I recently started a course with FAS, they don't pay me € 200 weekly, however all my colleagues get paid because they are on Dole,

I find this is very unfair, had any body experienced with FAS in that and could you give me advice who can I appeal to, please ?

Thanks for any help in advance

Nicky


----------



## pudds (18 Nov 2010)

I assume you mean dole,  if its unfair depends on your position...are you unemployed or have you means of your own.


----------



## Marietta (18 Nov 2010)

Since January 2010, unemployed people who start a FÁS course will *not get a training allowance* when they start a FÁS course *unless they are entitled to a qualifying payment*, such as Jobseeker's Allowance or Jobseeker's Benefit. You can read more details in our document on FÁS training allowances. 

http://www.citizensinformation.ie/e...rammes_and_supports/fas_training_courses.html


----------



## Nicky (19 Nov 2010)

Thanks pudds, yes I meant dole and I am unemployed now but did not apply for Jobseeker's Allowance/Benefit,
Thank you very much Maretta, it does make sence now


----------



## AlbacoreA (19 Nov 2010)

You really should. Get your PRSI paid aswell. For pension etc.


----------



## Nicky (20 Nov 2010)

AlbacoreA said:


> You really should. Get your PRSI paid aswell. For pension etc.



Thanks AlbacoreA, I really should and I will


----------



## AlbacoreA (20 Nov 2010)

In my experience, many public services like FAS are very used to dealing with people on JA/JB but are not that familar with people who aren't. So don't know what to do with you, also you have higher priority if on JA/JB then if you are not. AFAIK.


----------



## JEON50 (20 Nov 2010)

If you do not have enough PRSI credits for JB you should apply asap for JA which will be means tested. Get the ball rolling by visiting you social welfare office with your PPS number, proof of address (Utility Bill) and Photo ID. Also confirmation from FAS that you are on a course


----------



## Complainer (20 Nov 2010)

Nicky - Did you have any difficulty getting onto the course? My missus got not joy out of FÁS - they didn't want to know her as she's not signing on - see http://www.askaboutmoney.com/showthread.php?t=145761


----------



## pudds (20 Nov 2010)

JEON50 said:


> If you do not have enough PRSI credits for JB you should apply asap for JA which will be means tested.
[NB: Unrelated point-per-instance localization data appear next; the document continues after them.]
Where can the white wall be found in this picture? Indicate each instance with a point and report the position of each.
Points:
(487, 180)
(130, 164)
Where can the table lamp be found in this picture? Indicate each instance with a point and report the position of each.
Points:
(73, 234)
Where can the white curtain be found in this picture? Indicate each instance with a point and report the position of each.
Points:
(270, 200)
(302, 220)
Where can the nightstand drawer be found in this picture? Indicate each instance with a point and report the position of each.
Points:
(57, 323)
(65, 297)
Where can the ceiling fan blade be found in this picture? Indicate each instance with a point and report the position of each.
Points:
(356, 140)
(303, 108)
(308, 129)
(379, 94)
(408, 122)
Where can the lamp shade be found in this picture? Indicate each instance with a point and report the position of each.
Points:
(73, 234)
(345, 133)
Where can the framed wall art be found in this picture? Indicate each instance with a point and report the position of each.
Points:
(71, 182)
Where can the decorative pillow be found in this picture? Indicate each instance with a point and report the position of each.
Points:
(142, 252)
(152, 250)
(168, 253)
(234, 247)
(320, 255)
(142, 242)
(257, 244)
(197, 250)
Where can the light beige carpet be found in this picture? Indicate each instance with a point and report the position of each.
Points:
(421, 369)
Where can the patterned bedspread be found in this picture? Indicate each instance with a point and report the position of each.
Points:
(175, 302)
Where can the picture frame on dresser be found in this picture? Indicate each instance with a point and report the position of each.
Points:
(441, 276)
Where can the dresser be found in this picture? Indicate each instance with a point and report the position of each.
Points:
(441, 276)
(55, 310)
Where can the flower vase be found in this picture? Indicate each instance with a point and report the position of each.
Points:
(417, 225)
Get the ball rolling by visiting you social welfare office with your PPS number, proof of address (Utility Bill) and Photo ID. Also confirmation from FAS that you are on a course




+long version of your birth certificate.


----------



## Nicky (22 Nov 2010)

Thanks all of you guys, the only my mistake is I did not apply for JB, however If I apply now it takes a few months to process and  the course will finish by the time,
Complainer, to get the course you have to get registred in advance due the waiting list, no any other problems there


----------



## Staples (23 Nov 2010)

Nicky said:


> however If I apply now it takes a few months to process and the course will finish by the time,


 
You'll get paid any arrears due so well worth signing on regardless of where you'll be when your claim is authorised.

Thw way is normally works with FAS is that they pay you the equivalent of what whatever welfare you would be in receipt of at the time you started the course.  Previously, they also paid an additional allowance to cover travel etc but AFAIK, this has been discontinued.


----------



## AlbacoreA (28 Nov 2010)

AFAIK theres a difference between doing a course (the OP) and job (WPP) in terms of additional allowances. Might be an idea asking FAS directly to check the specifics.


----------